Modelling in general seems difficult because you need to deal with the complexity of human social dynamics and psychology. We don’t even have a model for how humans act “in distribution”, let alone out of distribution.
The details don’t seem to have much value added v.s. just the simpler idea of “give an organization access to subhuman AI tools”. Organizations adopting new tools is fairly established. For example, programmers in organizations already use Codex to help them code. I’m sure business people are using ChatGPT for brainstorming. It would strengthen the post if you listed what value is added v.s. the traditional approach that is already happening organically.
I feel like (2) is the natural starting point, since that will influence the answers to the other four questions.
On the left hand side there a large number of human components. This is where I was expecting the slow down. I’m guessing that defeating evil AGI wouldn’t be a narrow task that could be delegated to a unitary agent.

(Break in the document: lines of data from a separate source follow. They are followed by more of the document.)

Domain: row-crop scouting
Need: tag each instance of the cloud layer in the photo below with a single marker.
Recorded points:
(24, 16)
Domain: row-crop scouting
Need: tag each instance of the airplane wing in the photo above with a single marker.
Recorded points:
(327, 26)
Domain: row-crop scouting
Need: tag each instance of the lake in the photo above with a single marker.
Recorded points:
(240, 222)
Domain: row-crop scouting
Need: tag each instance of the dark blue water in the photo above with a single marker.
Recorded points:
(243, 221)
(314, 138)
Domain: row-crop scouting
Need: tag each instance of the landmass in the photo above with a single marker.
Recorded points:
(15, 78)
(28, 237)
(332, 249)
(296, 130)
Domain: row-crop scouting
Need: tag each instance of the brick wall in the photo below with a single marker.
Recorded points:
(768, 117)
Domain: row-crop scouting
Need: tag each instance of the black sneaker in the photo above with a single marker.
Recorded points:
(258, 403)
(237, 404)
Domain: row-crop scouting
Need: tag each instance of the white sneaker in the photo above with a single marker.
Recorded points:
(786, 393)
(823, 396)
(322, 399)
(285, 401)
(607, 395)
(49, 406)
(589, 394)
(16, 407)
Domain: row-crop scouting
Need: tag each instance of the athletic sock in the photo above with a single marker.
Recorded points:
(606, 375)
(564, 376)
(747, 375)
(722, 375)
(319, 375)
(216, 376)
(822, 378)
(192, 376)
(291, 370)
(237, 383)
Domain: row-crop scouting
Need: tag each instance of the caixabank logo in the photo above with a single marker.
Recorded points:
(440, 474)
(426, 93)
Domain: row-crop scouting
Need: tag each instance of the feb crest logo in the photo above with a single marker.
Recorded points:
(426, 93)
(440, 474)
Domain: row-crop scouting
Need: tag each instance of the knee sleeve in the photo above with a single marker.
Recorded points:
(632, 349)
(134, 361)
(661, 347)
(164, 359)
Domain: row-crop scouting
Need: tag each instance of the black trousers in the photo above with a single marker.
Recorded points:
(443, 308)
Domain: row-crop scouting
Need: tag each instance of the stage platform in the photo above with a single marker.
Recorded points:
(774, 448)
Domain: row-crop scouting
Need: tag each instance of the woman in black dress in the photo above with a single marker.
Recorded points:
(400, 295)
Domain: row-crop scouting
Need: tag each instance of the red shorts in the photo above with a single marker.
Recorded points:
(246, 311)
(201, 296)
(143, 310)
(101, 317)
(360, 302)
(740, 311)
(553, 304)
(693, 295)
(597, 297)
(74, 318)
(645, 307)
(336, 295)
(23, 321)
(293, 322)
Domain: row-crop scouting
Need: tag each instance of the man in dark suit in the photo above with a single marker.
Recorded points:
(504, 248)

What about something like “safely use nano-technology to reverse aging”? There aren’t enough humans to oversee every nano-machine, but it seems dangerous to hand it over to a unitary agent that is either dumb or unaligned. Even just the research stage could be dangerous. 🤔 And what about unforeseeable economic niches; do we have a reduction argument that “anything an AGI could contribute, the open agency can as well”? We can’t reduce directly by saying “the open agency can use AI agents, including the AGI”, because they can only use narrow AI agents.

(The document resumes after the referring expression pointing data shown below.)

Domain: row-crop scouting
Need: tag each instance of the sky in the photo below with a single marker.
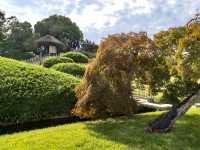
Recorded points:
(99, 18)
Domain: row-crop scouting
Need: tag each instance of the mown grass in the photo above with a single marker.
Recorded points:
(113, 134)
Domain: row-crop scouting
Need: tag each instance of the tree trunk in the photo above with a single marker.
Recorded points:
(166, 120)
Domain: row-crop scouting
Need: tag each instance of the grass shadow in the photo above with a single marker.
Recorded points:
(130, 132)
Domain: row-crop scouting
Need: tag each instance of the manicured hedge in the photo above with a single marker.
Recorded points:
(50, 61)
(30, 92)
(76, 56)
(71, 68)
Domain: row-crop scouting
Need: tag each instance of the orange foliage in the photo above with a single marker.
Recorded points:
(106, 87)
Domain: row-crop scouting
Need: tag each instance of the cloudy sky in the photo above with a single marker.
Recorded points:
(98, 18)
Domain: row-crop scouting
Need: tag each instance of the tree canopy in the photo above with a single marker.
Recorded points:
(106, 86)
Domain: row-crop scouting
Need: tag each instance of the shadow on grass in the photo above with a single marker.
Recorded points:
(130, 132)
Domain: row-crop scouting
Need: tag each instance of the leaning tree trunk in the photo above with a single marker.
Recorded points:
(165, 121)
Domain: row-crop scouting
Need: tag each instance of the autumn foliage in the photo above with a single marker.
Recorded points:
(106, 87)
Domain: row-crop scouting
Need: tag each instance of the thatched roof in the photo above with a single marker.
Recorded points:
(47, 40)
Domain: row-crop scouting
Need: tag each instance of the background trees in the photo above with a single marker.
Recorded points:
(89, 46)
(62, 28)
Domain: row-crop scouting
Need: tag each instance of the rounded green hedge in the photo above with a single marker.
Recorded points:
(30, 92)
(52, 60)
(71, 68)
(76, 56)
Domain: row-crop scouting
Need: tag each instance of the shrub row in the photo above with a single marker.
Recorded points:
(71, 68)
(50, 61)
(29, 92)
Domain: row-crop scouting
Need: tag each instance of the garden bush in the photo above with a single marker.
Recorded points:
(70, 68)
(76, 56)
(30, 92)
(50, 61)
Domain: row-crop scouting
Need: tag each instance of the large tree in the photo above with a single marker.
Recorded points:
(106, 86)
(166, 77)
(187, 64)
(16, 38)
(62, 28)
(2, 20)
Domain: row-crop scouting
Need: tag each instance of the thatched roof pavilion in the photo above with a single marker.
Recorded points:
(49, 44)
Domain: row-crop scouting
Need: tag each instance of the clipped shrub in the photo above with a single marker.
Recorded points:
(70, 68)
(30, 92)
(50, 61)
(76, 56)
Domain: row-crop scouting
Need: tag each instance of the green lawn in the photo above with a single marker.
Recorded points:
(113, 134)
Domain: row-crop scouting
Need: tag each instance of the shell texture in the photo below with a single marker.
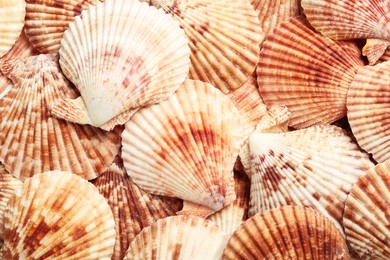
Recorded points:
(32, 141)
(179, 237)
(186, 147)
(366, 217)
(289, 232)
(58, 215)
(224, 37)
(306, 72)
(138, 56)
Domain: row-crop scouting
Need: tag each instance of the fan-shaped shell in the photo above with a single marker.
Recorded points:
(58, 215)
(366, 217)
(46, 21)
(179, 237)
(32, 141)
(313, 167)
(224, 37)
(133, 208)
(186, 147)
(141, 60)
(306, 72)
(289, 232)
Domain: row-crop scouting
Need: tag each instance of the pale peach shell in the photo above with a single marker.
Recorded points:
(366, 217)
(179, 237)
(186, 147)
(32, 141)
(224, 37)
(142, 59)
(289, 232)
(58, 215)
(308, 73)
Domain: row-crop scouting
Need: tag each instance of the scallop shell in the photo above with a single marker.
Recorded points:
(179, 237)
(289, 232)
(46, 21)
(314, 167)
(366, 217)
(368, 107)
(32, 141)
(186, 147)
(306, 72)
(224, 37)
(352, 19)
(142, 59)
(12, 14)
(58, 215)
(133, 208)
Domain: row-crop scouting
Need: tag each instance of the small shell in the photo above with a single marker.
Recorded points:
(142, 59)
(224, 37)
(32, 141)
(306, 72)
(58, 215)
(366, 217)
(179, 237)
(289, 232)
(186, 147)
(133, 208)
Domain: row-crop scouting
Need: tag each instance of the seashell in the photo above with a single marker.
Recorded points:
(345, 20)
(186, 147)
(367, 213)
(12, 14)
(145, 65)
(58, 215)
(224, 37)
(288, 232)
(306, 72)
(179, 237)
(133, 208)
(46, 21)
(368, 108)
(32, 141)
(314, 167)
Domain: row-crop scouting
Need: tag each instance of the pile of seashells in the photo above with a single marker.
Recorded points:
(194, 129)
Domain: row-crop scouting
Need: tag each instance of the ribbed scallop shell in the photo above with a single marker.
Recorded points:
(138, 56)
(179, 237)
(366, 217)
(368, 109)
(46, 21)
(349, 19)
(313, 167)
(306, 72)
(32, 141)
(12, 14)
(58, 215)
(289, 232)
(224, 37)
(185, 147)
(133, 208)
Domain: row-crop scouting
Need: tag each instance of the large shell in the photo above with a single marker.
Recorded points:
(46, 21)
(313, 167)
(179, 237)
(133, 208)
(368, 109)
(306, 72)
(58, 215)
(141, 60)
(12, 14)
(224, 37)
(366, 217)
(289, 232)
(32, 141)
(186, 147)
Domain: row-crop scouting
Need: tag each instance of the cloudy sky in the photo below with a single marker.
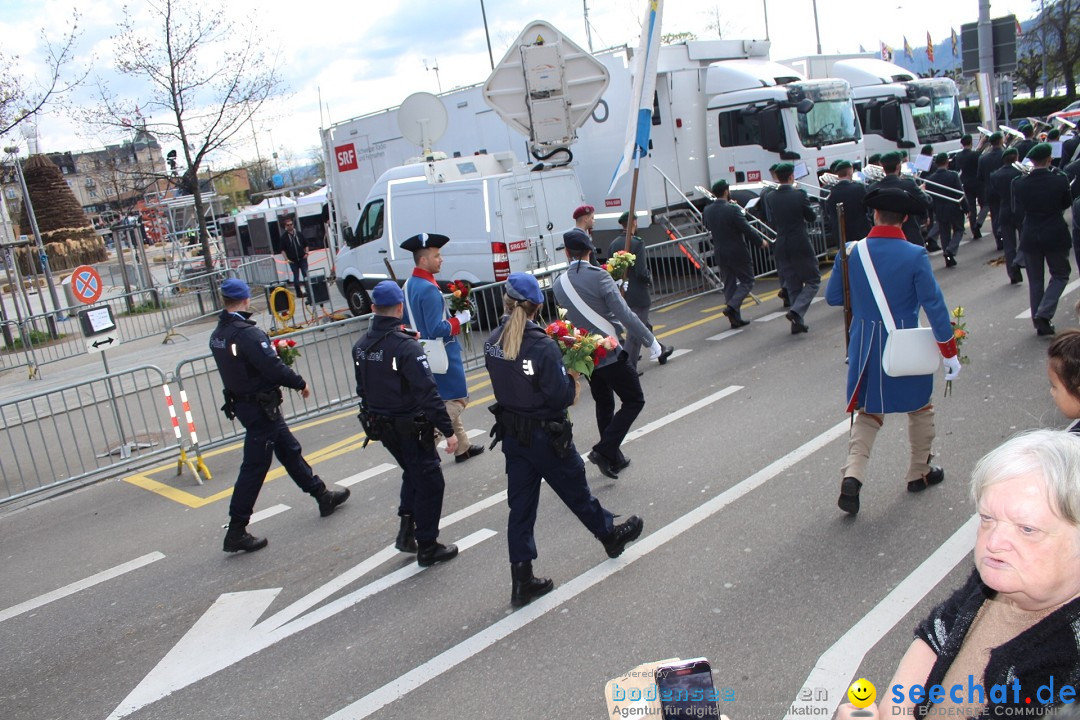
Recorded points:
(365, 55)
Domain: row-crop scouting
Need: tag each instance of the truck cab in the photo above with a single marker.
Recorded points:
(500, 216)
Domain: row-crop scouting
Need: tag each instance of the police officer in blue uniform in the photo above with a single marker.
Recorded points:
(401, 407)
(532, 392)
(253, 376)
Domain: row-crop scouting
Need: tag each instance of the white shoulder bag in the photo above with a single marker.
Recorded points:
(433, 348)
(907, 351)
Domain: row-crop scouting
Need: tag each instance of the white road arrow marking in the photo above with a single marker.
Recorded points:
(229, 630)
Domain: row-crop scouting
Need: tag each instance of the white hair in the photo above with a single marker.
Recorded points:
(1052, 454)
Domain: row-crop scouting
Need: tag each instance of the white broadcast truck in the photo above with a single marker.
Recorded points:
(721, 110)
(898, 109)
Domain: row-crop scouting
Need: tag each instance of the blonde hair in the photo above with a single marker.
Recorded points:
(517, 313)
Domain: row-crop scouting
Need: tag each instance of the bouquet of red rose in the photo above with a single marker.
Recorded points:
(286, 350)
(581, 350)
(620, 263)
(959, 334)
(460, 300)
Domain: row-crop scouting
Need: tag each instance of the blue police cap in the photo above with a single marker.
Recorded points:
(235, 289)
(424, 240)
(387, 294)
(524, 286)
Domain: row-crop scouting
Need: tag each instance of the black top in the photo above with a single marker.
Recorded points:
(989, 161)
(1049, 649)
(912, 230)
(292, 245)
(245, 358)
(731, 231)
(534, 384)
(855, 220)
(393, 377)
(1043, 197)
(999, 190)
(966, 163)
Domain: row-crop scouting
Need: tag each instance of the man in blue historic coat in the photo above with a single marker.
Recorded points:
(427, 313)
(908, 284)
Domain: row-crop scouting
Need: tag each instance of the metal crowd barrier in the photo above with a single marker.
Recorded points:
(82, 431)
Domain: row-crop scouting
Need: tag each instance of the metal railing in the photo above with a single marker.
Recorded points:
(82, 431)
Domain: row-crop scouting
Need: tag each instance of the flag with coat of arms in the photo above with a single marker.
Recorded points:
(640, 98)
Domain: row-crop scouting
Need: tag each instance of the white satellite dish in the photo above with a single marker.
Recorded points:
(422, 120)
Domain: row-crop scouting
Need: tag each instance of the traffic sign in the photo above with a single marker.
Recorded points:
(86, 284)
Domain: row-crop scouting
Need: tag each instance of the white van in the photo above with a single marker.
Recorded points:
(500, 215)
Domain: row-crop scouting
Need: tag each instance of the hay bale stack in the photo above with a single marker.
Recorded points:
(66, 231)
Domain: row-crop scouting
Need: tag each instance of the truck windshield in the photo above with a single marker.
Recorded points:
(939, 121)
(833, 117)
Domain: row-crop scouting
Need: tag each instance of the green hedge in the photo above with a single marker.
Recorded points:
(1025, 107)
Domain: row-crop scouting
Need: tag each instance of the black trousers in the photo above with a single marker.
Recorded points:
(422, 483)
(266, 438)
(618, 378)
(566, 476)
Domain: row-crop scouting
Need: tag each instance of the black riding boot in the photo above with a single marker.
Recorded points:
(526, 587)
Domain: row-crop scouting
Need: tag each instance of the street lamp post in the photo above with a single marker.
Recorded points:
(13, 151)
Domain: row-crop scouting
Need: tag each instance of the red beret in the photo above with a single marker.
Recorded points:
(583, 209)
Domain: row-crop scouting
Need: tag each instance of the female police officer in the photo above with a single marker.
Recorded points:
(532, 392)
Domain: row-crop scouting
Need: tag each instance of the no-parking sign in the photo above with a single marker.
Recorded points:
(85, 284)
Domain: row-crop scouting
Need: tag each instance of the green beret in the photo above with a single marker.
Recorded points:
(1041, 151)
(785, 168)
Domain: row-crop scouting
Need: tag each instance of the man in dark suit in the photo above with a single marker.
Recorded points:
(1043, 197)
(732, 236)
(637, 282)
(1025, 146)
(948, 214)
(999, 190)
(850, 193)
(788, 211)
(989, 161)
(966, 163)
(890, 163)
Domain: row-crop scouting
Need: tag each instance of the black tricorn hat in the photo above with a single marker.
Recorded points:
(424, 240)
(895, 200)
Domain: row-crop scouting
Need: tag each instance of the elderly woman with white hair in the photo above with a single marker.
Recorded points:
(1008, 641)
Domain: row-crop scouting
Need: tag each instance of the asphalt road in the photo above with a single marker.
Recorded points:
(745, 558)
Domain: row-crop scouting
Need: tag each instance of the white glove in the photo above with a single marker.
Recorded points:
(952, 367)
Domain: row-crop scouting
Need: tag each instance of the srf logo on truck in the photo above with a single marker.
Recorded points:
(346, 157)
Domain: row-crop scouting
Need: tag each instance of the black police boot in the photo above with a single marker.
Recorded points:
(430, 553)
(526, 586)
(328, 500)
(238, 539)
(622, 534)
(406, 535)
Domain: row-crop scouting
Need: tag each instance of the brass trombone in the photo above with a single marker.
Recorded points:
(763, 230)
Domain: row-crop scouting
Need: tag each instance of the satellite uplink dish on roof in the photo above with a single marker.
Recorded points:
(545, 87)
(422, 120)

I’m not talking about alignment of any individual agent (I’m taking for granted that that they are all mostly aligned (including the humans) and so wouldn’t subtly lie), I’m talking about alignment of the overall system.
No response, but I need a number 4 for formatting reasons, lol
Right, true. So I guess the question is what’s the value added of the proposal’s details over “give an organization access to AI tools”; the subhuman part was unimportant.
Ah, I completely misunderstood! I thought it was meant that it was actual humans in the loop be queried with each decision, not just that they were modelling human preferences. Nvm then.
Now all you need is a token so anomalous, it works on humans!